NASA astronauts Jessica Meir (left) and Christina Koch are inside the Quest airlock preparing the U.S. spacesuits and tools they will use on their first spacewalk together. The Expedition 61 flight engineers are holding the pistol grip tools they will use to swap out a failed power controller, also known as a battery charge-discharge unit, that regulates the charge to batteries that collect and distribute power to the International Space Station. Credit: NASA

Aroostook County native Jessica Meir will venture outside the International Space Station on Friday morning into the vastness of space — and history.

Meir and fellow astronaut Christina Koch were originally scheduled for a spacewalk on Monday, but NASA accelerated those plans after a newly-installed battery unit failed. Now the pair will go to the far side of the space station to replace that unit in what will become the first all-female spacewalk, according to NASA.

That comes almost seven months after NASA scrapped its planned all-female spacewalk by Koch and Anne McClain because it did not have two properly fitted space suits.

The spacewalk is scheduled to start at 7:50 a.m. and last more than five hours. NASA Television will begin its live coverage of the spacewalk at 6:30 a.m. It will be livestreamed on the BDN’s website.

“What we’re doing now shows all the work that went in for the decades prior [and] all the women that worked to get us where we are today,” Meir told NASA TV earlier this month when asked about the milestone. “The nice thing for us is we don’t even think about it on a daily basis. It’s just normal, we’re just part of the team, and we’re doing this work as an efficient team working together with everybody else. It’s really nice to see how far that we’ve come.”

Meir, who is from Caribou, arrived on Sept. 25 at the International Space Station aboard the Soyuz MS-15 spacecraft with Russian cosmonaut Oleg Skripochka and Emirati astronaut Hazz Al Mansouri. She will be stationed there until spring 2020.

Meir, the valedictorian of Caribou High School’s Class of 1995, was among three women and four men selected from 6,100 applicants in 2013 for NASA’s 21st class of astronauts. She is the third Mainer, and first Maine woman, to enter into outer space, the others being Christopher Cassidy, a York High School graduate who has completed six spacewalks and served as the nation’s chief astronaut from 2013 to 2017, and Charles O. Hobaugh, a Bar Harbor native who has made three spaceflights.

Her partner for Friday’s spacewalk, Koch, is also a member of the 21st class of astronauts.

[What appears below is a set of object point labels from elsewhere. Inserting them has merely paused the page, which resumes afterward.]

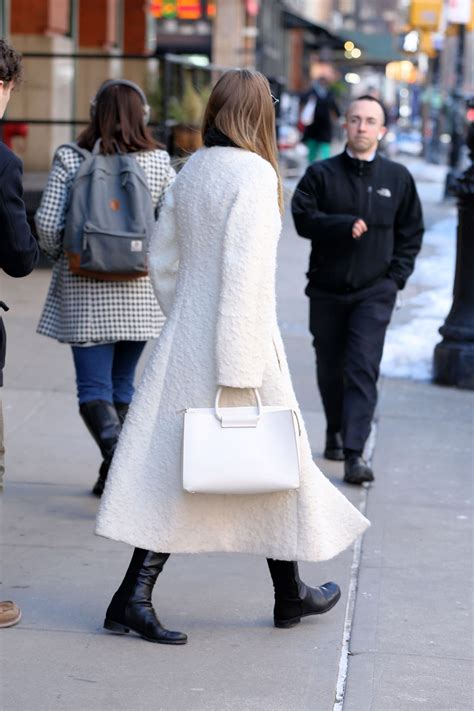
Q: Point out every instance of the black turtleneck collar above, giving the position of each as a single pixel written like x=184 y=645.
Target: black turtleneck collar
x=360 y=167
x=214 y=137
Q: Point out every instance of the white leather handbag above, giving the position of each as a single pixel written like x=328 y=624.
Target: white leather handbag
x=240 y=450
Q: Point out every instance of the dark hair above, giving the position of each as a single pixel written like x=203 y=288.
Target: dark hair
x=10 y=64
x=369 y=97
x=118 y=120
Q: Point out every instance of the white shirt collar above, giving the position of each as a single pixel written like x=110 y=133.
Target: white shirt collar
x=368 y=160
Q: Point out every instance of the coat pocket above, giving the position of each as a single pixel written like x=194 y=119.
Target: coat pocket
x=277 y=355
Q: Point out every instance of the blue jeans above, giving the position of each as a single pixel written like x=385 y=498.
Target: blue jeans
x=106 y=372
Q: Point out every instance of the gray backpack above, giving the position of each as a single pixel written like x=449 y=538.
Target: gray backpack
x=109 y=218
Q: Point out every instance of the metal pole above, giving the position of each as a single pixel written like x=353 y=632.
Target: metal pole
x=458 y=103
x=433 y=152
x=454 y=356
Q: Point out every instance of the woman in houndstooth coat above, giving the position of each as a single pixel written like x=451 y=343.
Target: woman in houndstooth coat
x=107 y=323
x=213 y=263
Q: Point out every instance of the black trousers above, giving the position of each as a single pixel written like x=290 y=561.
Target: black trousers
x=348 y=336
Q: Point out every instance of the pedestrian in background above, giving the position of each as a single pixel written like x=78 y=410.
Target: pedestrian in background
x=320 y=110
x=18 y=248
x=363 y=217
x=107 y=323
x=213 y=262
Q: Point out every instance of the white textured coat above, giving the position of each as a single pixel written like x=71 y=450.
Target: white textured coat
x=213 y=263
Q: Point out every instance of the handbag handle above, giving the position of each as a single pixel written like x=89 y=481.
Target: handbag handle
x=218 y=411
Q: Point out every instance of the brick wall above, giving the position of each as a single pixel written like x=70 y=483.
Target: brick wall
x=40 y=17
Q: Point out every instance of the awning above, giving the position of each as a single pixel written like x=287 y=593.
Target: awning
x=321 y=36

Koch is slated to set a record for the longest single spaceflight by a woman with an expected total of 328 days in space, according to NASA.

After the battery unit failed following its Oct. 11 installation, NASA postponed a series of spacewalks scheduled for this month, including three for Meir. Space station managers will investigate the cause of the failure after Meir and Koch complete Friday’s mission. The remaining spacewalks to install three new battery units will be rescheduled, NASA said.